Reported: 2006-02-02 00:19 by
Modified: 2006-10-03 09:05 (History)


Attachments
Container log (128.12 KB, text/plain)
2006-02-02 00:22, Stuart Martin
Details


Note

You need to log in before you can comment on or make changes to this bug.


Description From 2006-02-02 00:19:20
Here is a report from Charles and Tony Vu for a TeraGrid install.

-Stu

New kind of failure on an SDSC node.  The job isn't even being run, unlike the UC and IU cases we saw.  
The relevant line in the container log appears to be
2006-02-01 16:14:59,887 ERROR exec.RunQueue [Thread-20,run:162] Unable to process state 
transition.

Charles

Begin forwarded message:

From: Tony Vu <tonyv@sdsc.edu>
Date: February 1, 2006 6:24:31 PM CST
To: Charles Bacon <bacon@mcs.anl.gov>
Subject: Re: globusrun-ws job submission hangs

Yes.. same case if I try /tmp/touched_it.

I've attached a fresh container.log file that contains only the messages since the last globusrun-ws I 
performed after turning on debugging for GRAM and restarting.  There are several "User Cancel" 
request messages in there probably from previous validation jobs I submitted.  I'm not sure how to 
clear those out of the container "queue" .

Thanks for your help.?
On Feb 1, 2006, at 4:08 PM, Charles Bacon wrote:

On Feb 1, 2006, at 5:57 PM, Tony Vu wrote:

Thanks for the reply, Charles.  The file isn't being touched either actually..

tonyv@tg-login1:~> globusrun-ws -submit -F $CONTACT -c /bin/touch touched_it
Submitting job...Done.
Job ID: uuid:cb18a804-937d-11da-ab98-0007e9d81263
Termination time: 02/02/2006 23:52 GMT
Current job state: Unsubmitted

tonyv@tg-login1:~> ls -l ~tonyv/touched_it
ls: /users/tonyv/touched_it: No such file or directory
tonyv@tg-login1:~>
------- Comment #1 From 2006-02-02 00:22:35 -------
Created an attachment (id=838) [details]
Container log
------- Comment #2 From 2006-02-02 00:47:35 -------
Part of the problem here is that the 4.0.1 code has some error reporting
problems.
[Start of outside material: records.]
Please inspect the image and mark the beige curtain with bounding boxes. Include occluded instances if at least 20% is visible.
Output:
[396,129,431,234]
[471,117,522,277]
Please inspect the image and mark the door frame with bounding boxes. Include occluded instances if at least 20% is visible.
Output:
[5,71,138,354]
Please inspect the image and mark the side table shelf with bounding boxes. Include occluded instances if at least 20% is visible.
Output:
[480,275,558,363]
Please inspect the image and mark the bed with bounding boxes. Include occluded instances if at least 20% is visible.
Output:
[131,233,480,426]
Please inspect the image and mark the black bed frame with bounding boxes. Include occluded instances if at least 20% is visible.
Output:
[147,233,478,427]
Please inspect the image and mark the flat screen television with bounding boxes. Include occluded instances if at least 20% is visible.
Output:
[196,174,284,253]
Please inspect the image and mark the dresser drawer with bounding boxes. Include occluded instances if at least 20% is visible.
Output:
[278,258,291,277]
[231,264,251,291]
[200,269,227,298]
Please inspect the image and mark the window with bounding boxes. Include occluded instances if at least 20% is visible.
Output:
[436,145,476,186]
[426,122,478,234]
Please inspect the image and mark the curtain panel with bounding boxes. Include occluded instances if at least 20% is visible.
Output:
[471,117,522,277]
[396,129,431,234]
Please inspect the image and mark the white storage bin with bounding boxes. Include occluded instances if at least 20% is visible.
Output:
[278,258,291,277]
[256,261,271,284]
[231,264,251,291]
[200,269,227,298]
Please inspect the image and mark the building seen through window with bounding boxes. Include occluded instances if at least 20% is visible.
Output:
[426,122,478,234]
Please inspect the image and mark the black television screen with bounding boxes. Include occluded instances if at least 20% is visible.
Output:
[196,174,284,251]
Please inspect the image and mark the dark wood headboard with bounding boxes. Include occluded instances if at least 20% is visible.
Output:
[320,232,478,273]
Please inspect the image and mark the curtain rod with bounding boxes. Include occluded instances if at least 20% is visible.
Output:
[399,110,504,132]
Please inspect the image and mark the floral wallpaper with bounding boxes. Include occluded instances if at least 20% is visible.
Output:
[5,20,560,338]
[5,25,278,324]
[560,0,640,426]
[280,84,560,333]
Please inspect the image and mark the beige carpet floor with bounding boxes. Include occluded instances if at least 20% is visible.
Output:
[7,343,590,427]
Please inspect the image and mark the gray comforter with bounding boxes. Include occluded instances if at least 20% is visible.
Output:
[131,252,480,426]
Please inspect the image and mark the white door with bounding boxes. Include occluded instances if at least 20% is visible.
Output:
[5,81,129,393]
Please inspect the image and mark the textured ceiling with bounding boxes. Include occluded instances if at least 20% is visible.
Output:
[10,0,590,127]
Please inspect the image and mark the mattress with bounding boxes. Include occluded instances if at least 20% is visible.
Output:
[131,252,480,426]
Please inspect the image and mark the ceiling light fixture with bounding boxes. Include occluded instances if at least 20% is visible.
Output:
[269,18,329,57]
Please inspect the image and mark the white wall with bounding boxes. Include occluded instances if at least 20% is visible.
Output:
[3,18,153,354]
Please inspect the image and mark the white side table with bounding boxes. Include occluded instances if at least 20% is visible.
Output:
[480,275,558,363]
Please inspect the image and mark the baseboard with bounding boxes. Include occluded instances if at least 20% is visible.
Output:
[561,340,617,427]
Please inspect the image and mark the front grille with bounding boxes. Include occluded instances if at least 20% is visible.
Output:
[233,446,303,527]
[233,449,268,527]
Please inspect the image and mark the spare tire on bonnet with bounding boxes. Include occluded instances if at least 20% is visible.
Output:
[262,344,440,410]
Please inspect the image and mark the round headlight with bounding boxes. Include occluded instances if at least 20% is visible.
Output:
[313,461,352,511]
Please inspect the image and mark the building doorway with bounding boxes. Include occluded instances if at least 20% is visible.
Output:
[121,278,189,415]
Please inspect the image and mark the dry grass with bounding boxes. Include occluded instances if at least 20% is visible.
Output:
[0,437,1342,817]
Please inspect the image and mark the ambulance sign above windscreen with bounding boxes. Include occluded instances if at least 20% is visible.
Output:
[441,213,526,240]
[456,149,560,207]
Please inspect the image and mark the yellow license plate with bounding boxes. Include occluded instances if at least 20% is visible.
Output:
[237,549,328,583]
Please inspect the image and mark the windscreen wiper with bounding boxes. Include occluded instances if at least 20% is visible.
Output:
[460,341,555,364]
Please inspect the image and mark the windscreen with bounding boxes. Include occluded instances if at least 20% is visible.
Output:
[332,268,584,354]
The branch code does 
a better job of this. We should really get that community branch up and running
so we can have the latest 
bug fixes included.

As for the actual problem, it could be anything. I had the same problem with
OSG earlier and it was just a 
permissions problem with the $GLOBUS_LOCATION/tmp directory.
------- Comment #3 From 2006-02-02 16:13:42 -------
Peter -

Can you merge the updated ws-gram/service/java and ws-gram/utils/source/java into the 
globus_4_0_community branch?  This is where we'll deliver the TG code from, it would be good to have the 
better error reporting merged in.
------- Comment #4 From 2006-02-02 16:56:08 -------
Ok, those two ws-gram sub dirs are merged. Is there any reason we aren't
merging
the rest of them? I thought that was part of the plan with the community
branch.
------- Comment #5 From 2006-10-03 09:05:03 -------
I'm led to believe this was resolved as an NFS issue. Resolving as INVALID
since it appears no code changes affected the outcome.